RNA - Lawyers representing the president delivered a two-hour opening argument in the Senate impeachment trial on Saturday following three days of arguments by the House managers prosecuting Trump for high crimes and misdemeanors.
Trump is currently facing an impeachment trial over the charges of abusing power and obstruction of Congress. He is accused of pressuring Ukraine to investigate former Democratic vice president Joe Biden, a political rival, and then impeding the inquiry into the matter.
His attorneys on Saturday sought to turn the Democrats’ charges back on them, criticizing the whole process as illegitimate.
“They’re asking you to tear up all of the ballots all across the country on your own initiative, take that decision away from the American people,” Pat A. Cipollone, the White House counsel, said of the House managers.
“They’re here to perpetrate the most massive interference in an election in American history,” Cipollone said, but added, “We can’t allow that to happen.”
They also asserted that Trump withheld military aid from Ukraine for valid reasons and that House prosecutors missed facts that are more favorable to the president’s case.
“We believe when you hear the facts… you will find that the president did absolutely nothing wrong,” Cipollone said.
Meanwhile, another of Trump's defense attorneys, Alan Dershowitz, said he would focus his arguments on what he sees as "nonimpeachable offenses" brought forward by the House.

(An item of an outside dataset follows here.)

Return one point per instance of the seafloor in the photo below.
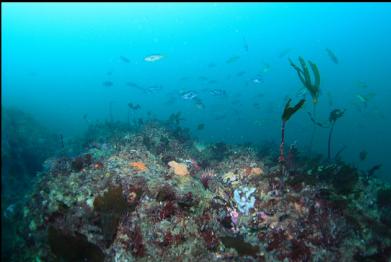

"They charged him with nonimpeachable offenses: namely obstruction of Congress and abuse of power," Dershowitz told NPR. "Those would have clearly been rejected by the framers as too broad, too open-ended and not sufficiently specific. So I'm going to focus my argument on the criteria used by the House."
Democrats in the House of Representatives launched an impeachment probe against Trump in September after an anonymous intelligence community whistleblower accused the president of pressing Ukraine's president to investigate the Bidens, as well as a debunked theory that Ukraine interfered in the 2016 US presidential election.
Trump temporarily withheld $391 million in US military aid to Ukraine, which Democrats say was leverage for his demands.
Republicans have largely rallied around the president throughout the week, and since they hold a majority in the Senate, it is unlikely that Trump would be removed from office.